Jing Lu, Louis du Plessis, Zhe Liu, Verity Hill, Min Kang, Huifang Lin, Jiufeng Sun, Sarah François, Moritz U G Kraemer, Nuno R Faria, John T McCrone, Jingju Peng, Qianlin Xiong, Runyu Yuan, Lilian Zeng, Pingping Zhou, Chuming Liang, Lina Yi, Jun Liu, Jianpeng Xiao, Jianxiong Hu, Tao Liu, Wenjun Ma, Wei Li, Juan Su, Huanying Zheng, Bo Peng, Shisong Fang, Wenzhe Su, Kuibiao Li, Ruilin Sun, Ru bai, Xi Tang, Minfeng Liang, Josh Quick, Tie Song, Andrew Rambaut, Nick Loman, Jayna Raghwani, Oliver G Pybus, Changwen Ke
This repository contains the data files, configuration files, log files, tree files and scripts necessary to reproduce the analyses and figures presented in Lu et al., Cell, 2020 (https://doi.org/10.1016/j.cell.2020.04.023). Some of the scripts may need some adjustment depending on the local setup.
Note that because of the GISAID terms of use genomic sequences cannot be shared in this repository. Instead, we make the GISAID accessions available and provide a table of acknowledgements.
- 1.6 million molecular diagnostic tests identified 1,388 SARS-CoV-2 infections in Guangdong Province, China, by 19th March 2020
- Virus genomes can be recovered using a variety of sequencing approaches from a range of patient samples.
- Genomic analyses reveal multiple virus importations into Guangdong Province, resulting in genetically distinct clusters that require careful interpretation.
- Large-scale epidemiological surveillance and intervention measures were effective in interrupting community transmission in Guangdong
COVID-19 is caused by the SARS-CoV-2 coronavirus and was first reported in central China in December 2019. Extensive molecular surveillance in Guangdong, China’s most populous province, during early 2020 resulted in 1,388 reported RNA-positive cases from 1.6 million tests. In order to understand the molecular epidemiology and genetic diversity of SARS-CoV-2 in China we generated 53 genomes from infected individuals in Guangdong using a combination of metagenomic sequencing and tiling amplicon approaches. Combined epidemiological and phylogenetic analyses indicate multiple independent introductions to Guangdong, although phylogenetic clustering is uncertain due to low virus genetic variation early in the pandemic.

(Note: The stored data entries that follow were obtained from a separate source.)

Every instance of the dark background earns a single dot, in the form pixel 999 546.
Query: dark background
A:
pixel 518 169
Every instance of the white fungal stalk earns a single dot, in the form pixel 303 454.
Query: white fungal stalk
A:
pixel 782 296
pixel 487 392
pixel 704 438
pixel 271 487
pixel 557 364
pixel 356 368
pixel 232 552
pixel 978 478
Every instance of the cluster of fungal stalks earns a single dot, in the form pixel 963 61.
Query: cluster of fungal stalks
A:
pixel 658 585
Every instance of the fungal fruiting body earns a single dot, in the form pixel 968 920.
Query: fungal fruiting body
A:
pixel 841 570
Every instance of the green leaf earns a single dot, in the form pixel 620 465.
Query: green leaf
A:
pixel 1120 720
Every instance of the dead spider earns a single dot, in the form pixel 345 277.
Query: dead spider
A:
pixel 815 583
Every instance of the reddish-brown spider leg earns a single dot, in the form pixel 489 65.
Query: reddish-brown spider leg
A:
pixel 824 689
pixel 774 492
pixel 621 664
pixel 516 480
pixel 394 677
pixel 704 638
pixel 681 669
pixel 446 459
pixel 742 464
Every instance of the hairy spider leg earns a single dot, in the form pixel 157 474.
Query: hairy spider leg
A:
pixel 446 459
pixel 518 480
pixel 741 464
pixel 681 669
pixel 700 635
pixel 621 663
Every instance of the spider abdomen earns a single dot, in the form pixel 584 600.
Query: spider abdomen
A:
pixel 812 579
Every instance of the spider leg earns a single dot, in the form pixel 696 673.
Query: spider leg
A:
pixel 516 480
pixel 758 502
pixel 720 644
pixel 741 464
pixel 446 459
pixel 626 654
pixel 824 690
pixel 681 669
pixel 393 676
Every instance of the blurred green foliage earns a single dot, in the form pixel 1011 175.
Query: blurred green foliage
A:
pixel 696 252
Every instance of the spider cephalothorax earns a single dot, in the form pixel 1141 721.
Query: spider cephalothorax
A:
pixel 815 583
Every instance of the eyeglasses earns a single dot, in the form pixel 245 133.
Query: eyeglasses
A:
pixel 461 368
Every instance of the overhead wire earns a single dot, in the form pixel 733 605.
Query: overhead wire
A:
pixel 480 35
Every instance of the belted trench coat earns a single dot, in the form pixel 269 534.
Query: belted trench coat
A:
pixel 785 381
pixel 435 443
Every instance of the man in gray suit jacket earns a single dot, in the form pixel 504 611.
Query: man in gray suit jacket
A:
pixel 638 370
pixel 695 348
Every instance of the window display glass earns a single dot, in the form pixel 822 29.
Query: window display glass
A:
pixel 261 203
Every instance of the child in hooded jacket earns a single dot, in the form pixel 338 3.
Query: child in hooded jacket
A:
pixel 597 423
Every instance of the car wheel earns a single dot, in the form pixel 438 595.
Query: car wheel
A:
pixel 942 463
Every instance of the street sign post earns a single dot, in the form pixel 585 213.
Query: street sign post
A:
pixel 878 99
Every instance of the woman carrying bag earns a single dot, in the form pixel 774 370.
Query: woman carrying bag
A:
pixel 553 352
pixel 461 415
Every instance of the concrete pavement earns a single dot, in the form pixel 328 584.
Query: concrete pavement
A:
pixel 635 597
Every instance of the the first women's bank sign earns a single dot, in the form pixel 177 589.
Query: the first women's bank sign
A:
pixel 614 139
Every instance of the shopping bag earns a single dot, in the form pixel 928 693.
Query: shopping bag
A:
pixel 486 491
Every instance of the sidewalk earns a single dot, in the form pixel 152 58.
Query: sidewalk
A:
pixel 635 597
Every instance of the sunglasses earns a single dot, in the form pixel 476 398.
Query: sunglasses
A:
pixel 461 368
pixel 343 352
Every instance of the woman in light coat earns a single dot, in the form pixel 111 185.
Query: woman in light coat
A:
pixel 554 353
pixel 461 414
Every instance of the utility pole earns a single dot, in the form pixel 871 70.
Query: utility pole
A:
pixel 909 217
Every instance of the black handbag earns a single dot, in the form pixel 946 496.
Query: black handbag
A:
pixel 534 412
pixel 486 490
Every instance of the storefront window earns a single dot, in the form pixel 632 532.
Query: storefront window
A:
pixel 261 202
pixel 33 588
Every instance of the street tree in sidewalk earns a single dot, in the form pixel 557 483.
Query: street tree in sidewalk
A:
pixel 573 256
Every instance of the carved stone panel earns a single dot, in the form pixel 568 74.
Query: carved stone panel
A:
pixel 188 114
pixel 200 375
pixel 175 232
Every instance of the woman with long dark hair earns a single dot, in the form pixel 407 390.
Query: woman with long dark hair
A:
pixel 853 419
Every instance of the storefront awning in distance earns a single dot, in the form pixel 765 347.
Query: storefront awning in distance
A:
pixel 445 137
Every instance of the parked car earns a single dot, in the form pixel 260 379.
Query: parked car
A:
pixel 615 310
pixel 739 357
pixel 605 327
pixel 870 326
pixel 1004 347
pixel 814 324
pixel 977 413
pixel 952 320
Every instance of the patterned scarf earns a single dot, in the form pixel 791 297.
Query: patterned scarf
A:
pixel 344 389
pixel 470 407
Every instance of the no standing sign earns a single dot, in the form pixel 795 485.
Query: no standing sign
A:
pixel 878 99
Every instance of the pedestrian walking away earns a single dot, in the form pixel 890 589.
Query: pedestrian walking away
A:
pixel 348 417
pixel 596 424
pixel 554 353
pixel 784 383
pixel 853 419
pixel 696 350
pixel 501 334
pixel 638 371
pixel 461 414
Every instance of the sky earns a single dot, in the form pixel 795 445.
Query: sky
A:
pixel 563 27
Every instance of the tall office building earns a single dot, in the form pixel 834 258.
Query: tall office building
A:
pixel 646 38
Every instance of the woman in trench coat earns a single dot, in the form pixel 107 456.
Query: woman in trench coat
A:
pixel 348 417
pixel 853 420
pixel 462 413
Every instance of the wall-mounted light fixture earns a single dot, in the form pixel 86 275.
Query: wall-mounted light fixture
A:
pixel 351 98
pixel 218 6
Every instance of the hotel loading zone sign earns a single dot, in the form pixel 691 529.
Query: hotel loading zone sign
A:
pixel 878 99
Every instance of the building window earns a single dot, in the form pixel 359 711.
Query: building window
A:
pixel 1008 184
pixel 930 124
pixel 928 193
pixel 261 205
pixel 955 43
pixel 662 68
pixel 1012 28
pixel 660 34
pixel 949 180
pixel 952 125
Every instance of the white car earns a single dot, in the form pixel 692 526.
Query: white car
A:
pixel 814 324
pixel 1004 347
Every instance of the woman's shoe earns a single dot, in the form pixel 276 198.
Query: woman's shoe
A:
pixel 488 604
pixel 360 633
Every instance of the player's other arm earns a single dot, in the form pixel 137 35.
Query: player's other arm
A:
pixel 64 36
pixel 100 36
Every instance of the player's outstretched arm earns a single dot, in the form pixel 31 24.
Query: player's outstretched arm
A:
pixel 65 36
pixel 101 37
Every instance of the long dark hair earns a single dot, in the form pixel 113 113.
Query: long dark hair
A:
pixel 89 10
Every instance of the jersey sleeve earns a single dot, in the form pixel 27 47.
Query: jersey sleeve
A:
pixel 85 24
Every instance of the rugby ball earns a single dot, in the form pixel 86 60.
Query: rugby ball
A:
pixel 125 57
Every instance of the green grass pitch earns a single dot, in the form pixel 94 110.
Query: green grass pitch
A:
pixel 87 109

Our results illustrate how the timing, size and duration of putative local transmission chains were constrained by national travel restrictions and by the province’s large-scale intensive surveillance and intervention measures. Despite these successes, COVID-19 surveillance in Guangdong is still required as the number of cases imported from other countries has increased.
- PhyML v3.3
- BEAST v1.10.4
- BioPython
- ggplot2, ggtree, treeio, coda, gplots, cowplot, lubridate, phytools
- figtreejs-react: Commit #96534dc
- beastio: Commit #b18caa6
- cases-guangdong.csv: Numbers of reported cases in Guangdong.
- samples.csv: Sequencing samples collected in Guangdong.
- sequences.csv: Statistics of sequences generated from the samples in
samples.csv
. - final_alignment_GDHB.csv: Taxon labels of sequences from Guangdong and Hubei in the final alignment.
- GISAID_acknowledgements.csv: Sequences used in the analyses.
- To build the maximum likelihood tree in PhyML:
phyml -i final_alignment_250.phy --quiet --run_id HKY+G
- To run the BEAST analysis run the XML file in
results/beast/
(after adding in the genome sequences). - To extract the SNP and gap statistics (for the mutational panel in Figure 2), create an alignment that is trimmed to the reference (MN908847.3) with the reference as the first sequence in the alignment and run:
python scripts/msastats.py -i results/alignments/final_alignment_trimmedToMN908947.fasta -f "|" -s 1 -o results/alignments/ -g
An interactive version of Figure 3B with options to zoom in on clades and can toggle between lineage and location annotations can be found here. The source code for the visualization as well as instructions for running the visualization locally is in the scripts directory.
To reproduce the other figures, run the notebook scripts/Figures.Rmd
, which creates Figures.pdf. Note that the notebook requires the SNP and gap statistics of the alignment for some figures, which are not stored on the repository (because of GISAID terms of use).